While both Appleseed and TeamChild recognize that schools sometimes need to exclude students for safety reasons, the groups say that kicking them out of school usually doesn’t help students solve their problems, which can spill over into their communities.

“Just casting them out and hoping they get those skills we … don’t see that working very effectively,” said Anne Lee, executive director of TeamChild, a free civil legal-aid service for low-income teenagers.

One conclusion the two groups were able to reach: Higher discipline rates are correlated with lower graduation rates. In analyzing data from school districts with 1,000 or more students, they found that, on average, the ones with low suspension/expulsion rates had graduation rates that were 23 percentage points higher than those with high discipline rates.

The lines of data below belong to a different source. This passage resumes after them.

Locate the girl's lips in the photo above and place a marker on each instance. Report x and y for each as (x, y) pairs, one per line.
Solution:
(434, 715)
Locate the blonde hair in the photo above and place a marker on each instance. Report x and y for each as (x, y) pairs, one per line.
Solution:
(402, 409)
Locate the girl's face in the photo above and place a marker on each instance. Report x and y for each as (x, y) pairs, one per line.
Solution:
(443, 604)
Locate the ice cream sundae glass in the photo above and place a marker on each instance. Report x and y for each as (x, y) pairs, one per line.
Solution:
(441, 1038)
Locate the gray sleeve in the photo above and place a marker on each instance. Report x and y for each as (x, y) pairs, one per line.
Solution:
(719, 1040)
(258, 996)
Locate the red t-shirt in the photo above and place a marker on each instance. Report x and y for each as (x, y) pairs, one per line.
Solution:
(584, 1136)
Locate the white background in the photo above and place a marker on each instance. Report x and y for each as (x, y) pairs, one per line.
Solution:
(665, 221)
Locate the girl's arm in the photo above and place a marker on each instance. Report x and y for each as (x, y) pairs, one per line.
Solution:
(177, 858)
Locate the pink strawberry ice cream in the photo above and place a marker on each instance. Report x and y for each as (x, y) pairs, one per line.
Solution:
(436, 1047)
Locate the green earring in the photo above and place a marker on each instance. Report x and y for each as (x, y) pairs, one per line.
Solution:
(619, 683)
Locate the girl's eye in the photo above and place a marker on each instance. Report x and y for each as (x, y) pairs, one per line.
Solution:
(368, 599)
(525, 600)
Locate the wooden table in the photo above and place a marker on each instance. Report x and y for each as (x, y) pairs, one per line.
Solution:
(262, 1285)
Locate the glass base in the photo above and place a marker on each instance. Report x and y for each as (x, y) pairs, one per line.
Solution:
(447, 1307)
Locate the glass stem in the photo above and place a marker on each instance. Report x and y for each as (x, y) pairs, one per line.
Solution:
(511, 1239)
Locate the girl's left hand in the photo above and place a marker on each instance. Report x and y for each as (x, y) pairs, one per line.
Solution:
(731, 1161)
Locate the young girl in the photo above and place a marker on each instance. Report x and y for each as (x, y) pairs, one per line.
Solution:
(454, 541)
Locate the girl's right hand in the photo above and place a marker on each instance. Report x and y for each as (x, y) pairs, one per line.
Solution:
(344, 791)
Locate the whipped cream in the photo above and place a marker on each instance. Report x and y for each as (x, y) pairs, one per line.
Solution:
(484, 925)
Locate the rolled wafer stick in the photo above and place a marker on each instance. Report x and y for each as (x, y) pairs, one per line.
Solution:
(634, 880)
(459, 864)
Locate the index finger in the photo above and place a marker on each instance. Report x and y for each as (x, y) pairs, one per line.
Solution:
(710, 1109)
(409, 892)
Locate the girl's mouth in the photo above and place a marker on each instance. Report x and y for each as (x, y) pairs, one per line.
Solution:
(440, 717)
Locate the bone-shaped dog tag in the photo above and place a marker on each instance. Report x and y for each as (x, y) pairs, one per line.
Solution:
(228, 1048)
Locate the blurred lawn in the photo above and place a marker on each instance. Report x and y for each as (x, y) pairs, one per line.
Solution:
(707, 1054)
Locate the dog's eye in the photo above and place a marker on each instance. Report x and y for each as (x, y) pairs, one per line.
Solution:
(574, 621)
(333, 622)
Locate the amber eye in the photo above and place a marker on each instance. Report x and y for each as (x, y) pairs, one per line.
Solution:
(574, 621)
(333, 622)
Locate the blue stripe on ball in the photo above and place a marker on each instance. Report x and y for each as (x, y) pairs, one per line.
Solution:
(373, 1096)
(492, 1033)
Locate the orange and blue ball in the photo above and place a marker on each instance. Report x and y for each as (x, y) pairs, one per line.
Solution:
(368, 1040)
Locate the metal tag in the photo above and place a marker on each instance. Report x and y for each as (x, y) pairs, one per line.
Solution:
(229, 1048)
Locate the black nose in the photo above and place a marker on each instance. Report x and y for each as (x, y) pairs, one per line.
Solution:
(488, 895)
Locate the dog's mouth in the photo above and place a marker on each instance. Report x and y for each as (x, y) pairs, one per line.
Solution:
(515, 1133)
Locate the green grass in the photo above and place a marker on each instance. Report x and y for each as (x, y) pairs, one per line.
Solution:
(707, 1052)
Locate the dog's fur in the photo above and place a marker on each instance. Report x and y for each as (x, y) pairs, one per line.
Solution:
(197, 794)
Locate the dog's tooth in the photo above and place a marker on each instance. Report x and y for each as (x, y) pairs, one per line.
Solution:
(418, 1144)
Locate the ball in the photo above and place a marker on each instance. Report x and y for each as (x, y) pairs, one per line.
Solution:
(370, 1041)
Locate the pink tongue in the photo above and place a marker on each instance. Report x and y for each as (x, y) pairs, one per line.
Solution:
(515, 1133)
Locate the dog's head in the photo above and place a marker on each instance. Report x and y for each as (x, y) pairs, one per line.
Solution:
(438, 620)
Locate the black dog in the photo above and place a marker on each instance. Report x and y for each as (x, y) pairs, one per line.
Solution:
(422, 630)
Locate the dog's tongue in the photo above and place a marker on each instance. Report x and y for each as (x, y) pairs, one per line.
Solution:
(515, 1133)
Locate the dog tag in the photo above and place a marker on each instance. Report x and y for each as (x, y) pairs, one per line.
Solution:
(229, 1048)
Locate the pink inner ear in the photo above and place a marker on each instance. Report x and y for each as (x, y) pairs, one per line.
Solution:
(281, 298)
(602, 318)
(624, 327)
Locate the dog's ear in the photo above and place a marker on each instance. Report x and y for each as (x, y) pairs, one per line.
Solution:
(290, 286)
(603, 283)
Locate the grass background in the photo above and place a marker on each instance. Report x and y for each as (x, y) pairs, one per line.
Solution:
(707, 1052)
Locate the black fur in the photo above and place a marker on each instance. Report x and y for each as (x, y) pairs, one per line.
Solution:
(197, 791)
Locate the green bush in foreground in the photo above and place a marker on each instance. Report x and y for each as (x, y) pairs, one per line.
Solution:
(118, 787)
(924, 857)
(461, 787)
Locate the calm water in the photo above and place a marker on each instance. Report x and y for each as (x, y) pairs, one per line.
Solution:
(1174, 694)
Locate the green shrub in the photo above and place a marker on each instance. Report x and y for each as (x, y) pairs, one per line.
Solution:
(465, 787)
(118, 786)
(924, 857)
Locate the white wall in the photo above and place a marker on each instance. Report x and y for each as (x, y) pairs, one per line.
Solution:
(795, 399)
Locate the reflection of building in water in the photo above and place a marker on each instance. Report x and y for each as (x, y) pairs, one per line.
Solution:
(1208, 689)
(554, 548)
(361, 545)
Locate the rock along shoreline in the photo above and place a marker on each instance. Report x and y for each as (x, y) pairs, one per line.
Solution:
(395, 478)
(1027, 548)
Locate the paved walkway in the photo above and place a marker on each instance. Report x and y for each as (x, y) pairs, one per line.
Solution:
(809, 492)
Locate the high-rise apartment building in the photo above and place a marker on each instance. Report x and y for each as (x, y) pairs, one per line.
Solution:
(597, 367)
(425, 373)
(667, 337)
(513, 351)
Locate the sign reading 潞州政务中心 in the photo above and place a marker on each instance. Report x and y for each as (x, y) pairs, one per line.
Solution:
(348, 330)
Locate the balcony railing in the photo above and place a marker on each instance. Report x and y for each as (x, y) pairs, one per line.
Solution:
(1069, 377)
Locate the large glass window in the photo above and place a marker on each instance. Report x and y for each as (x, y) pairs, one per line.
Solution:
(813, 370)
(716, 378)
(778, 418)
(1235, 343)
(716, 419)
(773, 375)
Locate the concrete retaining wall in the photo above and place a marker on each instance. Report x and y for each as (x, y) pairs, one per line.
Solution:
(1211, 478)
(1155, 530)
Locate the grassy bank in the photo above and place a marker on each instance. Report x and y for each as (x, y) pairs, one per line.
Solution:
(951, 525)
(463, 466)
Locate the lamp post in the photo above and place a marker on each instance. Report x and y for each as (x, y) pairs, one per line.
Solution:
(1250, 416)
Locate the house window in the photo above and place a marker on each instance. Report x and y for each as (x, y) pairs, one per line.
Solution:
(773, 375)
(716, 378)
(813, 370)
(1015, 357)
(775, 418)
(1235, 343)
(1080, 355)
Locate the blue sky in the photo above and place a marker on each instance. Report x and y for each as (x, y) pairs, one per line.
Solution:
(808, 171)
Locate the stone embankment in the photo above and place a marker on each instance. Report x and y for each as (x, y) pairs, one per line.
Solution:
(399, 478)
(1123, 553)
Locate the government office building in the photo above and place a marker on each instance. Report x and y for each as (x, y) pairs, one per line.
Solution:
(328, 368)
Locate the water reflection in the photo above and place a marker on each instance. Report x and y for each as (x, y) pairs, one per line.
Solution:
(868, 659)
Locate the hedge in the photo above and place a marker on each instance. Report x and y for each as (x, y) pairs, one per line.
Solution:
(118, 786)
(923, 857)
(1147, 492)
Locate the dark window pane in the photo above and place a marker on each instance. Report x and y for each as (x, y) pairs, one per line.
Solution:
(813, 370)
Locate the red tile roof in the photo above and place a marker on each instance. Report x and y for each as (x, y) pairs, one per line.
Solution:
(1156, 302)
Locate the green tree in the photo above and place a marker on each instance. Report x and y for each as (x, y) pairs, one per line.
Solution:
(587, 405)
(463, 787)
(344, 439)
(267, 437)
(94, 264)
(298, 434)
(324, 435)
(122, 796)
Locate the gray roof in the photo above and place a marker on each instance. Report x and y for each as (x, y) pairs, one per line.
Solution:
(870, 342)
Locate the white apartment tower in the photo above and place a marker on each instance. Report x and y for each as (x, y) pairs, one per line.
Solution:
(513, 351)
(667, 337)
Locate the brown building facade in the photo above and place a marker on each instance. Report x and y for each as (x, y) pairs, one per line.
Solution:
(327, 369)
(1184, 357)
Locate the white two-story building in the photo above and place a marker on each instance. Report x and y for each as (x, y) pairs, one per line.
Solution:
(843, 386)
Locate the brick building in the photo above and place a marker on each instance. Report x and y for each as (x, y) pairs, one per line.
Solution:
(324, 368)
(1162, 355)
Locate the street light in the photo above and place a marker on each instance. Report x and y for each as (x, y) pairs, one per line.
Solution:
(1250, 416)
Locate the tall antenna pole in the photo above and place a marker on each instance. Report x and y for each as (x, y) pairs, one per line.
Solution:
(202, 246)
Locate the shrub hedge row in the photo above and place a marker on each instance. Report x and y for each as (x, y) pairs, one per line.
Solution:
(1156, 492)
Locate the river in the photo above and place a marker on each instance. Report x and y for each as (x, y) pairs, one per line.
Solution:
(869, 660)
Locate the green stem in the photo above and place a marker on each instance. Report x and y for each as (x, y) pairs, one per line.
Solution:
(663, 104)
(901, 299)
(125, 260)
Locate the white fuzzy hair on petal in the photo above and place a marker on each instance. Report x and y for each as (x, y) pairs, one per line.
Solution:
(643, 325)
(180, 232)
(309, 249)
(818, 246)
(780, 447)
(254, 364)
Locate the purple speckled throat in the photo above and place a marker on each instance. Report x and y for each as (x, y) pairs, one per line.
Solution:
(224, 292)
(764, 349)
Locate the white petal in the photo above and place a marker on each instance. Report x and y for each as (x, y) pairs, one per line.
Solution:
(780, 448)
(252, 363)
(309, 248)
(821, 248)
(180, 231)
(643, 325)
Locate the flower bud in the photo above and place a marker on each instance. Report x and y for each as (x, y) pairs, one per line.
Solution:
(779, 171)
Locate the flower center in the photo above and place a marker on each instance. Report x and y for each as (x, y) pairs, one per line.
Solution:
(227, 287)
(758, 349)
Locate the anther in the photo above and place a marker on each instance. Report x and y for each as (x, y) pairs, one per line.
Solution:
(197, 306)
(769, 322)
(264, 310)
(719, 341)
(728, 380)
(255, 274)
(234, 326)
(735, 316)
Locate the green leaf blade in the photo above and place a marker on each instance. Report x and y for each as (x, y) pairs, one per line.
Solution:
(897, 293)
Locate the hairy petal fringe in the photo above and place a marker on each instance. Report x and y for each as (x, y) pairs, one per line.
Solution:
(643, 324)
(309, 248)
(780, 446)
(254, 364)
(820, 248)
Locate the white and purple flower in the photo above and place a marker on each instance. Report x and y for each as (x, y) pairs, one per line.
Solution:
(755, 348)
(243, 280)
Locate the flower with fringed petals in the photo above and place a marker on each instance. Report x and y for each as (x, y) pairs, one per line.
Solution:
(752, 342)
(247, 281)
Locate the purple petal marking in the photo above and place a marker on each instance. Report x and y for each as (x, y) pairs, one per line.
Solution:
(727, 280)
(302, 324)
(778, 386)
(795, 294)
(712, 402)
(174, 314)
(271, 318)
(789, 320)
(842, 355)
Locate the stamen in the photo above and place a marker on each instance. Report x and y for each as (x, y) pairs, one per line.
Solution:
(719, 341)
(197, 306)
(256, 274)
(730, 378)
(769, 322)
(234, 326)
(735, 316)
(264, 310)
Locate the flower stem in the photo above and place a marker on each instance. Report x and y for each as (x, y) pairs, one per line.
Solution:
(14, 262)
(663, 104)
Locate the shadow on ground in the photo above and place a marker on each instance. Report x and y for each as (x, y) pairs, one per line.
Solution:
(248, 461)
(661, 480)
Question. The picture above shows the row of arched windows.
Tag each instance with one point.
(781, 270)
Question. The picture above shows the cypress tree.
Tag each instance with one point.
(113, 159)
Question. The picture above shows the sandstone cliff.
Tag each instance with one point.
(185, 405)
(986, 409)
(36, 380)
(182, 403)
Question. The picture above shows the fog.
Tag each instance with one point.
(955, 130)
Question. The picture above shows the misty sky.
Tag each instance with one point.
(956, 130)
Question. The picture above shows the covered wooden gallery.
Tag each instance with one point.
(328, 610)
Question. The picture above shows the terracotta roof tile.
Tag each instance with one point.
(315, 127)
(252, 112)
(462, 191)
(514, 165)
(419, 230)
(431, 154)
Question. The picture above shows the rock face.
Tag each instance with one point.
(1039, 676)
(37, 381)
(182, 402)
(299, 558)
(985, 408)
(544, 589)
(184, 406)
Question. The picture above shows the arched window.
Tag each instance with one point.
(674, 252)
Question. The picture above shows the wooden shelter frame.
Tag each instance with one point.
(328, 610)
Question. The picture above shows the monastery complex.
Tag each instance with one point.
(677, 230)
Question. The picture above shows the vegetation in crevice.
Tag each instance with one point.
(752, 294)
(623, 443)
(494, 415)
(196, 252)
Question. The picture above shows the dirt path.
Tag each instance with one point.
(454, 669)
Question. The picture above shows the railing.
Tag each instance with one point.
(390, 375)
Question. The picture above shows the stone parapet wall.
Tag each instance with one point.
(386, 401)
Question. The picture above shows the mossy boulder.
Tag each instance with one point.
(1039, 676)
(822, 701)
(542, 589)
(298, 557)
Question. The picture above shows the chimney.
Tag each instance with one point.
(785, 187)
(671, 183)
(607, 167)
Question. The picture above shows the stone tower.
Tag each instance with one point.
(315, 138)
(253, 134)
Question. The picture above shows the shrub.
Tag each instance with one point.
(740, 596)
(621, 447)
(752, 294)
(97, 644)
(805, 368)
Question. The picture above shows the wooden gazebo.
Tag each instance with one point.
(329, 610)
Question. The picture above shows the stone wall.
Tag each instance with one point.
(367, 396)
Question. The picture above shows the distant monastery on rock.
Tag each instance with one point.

They also were able to determine that minority students are suspended and expelled at higher rates than their white peers, and that school districts vary greatly in how often they expel or suspend students. The differing discipline rates, they said, had to do with the kinds of policies the districts had, not whether they were large or small, or located in rich or poor parts of the state.

Based on the data they were able to collect, they’re recommending:

• School districts try new ways of handling problem behavior, and that the state give districts more money and training to do so. In the report, they note that it costs much more to keep a teenager in a juvenile-detention center than in school — about $160 per day, compared with $27.

• School districts be required to provide education services to students who are expelled or suspended for long periods, whether through tutoring or online classes or other ways students can stay on track to graduate.

• No student be expelled for open-ended periods of time, without any way to complete his or her education.

“We want every student to have the opportunity to stay engaged in school,” Mosehauer said.